Within the US, the impact of decline and recovery in demand for gasoline, jet fuel, and distillate fuel oil varied regionally. Refinery crude runs have natural seasonal variability. Total US crude runs almost always decline during the transitional months between winter and summer. In 2015-18, US refinery crude runs in winter months (October-March) were 300,000-400,000 b/d less than in preceding summer months (April-September). In winter 2019, refinery crude runs were 818,000 b/d less than in the preceding summer. Before governments officially suspended international air travel in March-April 2020, domestic demand for jet fuel was already declining. Domestic demand for jet fuel in first-quarter 2020 was 194,000 b/d (11%) less than fourth-quarter 2019 and was a leading indicator of what would occur in second-quarter 2020.

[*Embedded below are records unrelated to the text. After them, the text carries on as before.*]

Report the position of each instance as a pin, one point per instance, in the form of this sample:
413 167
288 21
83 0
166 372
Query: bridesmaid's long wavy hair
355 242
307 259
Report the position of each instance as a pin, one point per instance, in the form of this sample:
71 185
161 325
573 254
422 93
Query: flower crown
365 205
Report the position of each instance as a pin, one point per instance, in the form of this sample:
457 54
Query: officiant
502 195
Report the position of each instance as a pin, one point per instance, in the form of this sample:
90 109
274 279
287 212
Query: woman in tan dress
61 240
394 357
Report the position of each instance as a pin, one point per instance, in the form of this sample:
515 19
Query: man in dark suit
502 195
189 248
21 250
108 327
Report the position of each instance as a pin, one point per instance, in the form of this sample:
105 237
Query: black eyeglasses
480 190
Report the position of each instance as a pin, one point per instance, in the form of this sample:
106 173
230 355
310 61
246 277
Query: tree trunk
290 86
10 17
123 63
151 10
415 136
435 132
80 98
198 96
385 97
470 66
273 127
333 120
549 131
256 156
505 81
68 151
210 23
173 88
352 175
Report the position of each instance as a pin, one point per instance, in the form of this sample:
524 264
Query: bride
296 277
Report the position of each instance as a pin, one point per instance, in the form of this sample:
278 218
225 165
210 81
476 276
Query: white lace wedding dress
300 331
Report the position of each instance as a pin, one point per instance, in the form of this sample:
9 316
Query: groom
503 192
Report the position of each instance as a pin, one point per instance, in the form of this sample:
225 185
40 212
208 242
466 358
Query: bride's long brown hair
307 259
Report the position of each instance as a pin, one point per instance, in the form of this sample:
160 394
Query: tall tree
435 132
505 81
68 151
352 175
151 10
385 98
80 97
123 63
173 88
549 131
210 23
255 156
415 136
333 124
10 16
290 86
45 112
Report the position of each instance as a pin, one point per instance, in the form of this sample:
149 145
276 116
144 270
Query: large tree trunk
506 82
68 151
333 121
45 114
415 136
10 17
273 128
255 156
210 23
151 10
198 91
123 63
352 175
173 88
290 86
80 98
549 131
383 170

As local, state, and federal governments began recommending and mandating closures of churches, restaurants, and bars, demand for gasoline and distillate fuel oil also declined. Domestic refining companies began adjusting crude runs and product slates in ways that were almost unimaginable before second-quarter 2020. While the details are fascinating and important, the trend in refinery crude runs in first-half 2020 is representative of the overall impact of voluntary and mandatory closures on refined products demand in all US markets.
Table 1 shows US refinery crude runs, by region, first-quarter 2019 through second-quarter 2020.
Regional crude production
Many observers, journalists, and analysts review and comment on Baker Hughes’ weekly rig count report. While weekly variations usually result in limited commentary in general and industry press, long-term trends are always useful. In 2012-19, independent oil producers dominated oil-directed drilling activity in the major oil-prone shale plays. Independent oil companies rely on internal cash flow and external funding from hedge funds, private equity investors, and bank loans. In 2012-18, fund managers strongly encouraged independent producers to emphasize production growth. Production growth and growth in net revenue (free cash flow) went hand-in-hand when West Texas Intermediate (WTI)-Cushing oil prices were $60-80/bbl. Sustained recovery in the oil-directed rig count and rising crude oil production support the premise that the financial community viewed the drop in crude oil prices in 2015-16 as an anomaly and continued emphasizing production growth as the primary objective.
With sustained support from the financial community, independent US crude oil producers continued operating daily with an intense focus on production growth until late 2018 or early 2019. Oil-directed rig counts in the major shale plays began declining in early 2019, with rig counts for Eagle Ford and the Permian 16-18% lower in December 2019 than January 2019, and rig counts for Woodford shale in Oklahoma down 61%. During the same period, the rig count in Williston basin fell only 8.4%.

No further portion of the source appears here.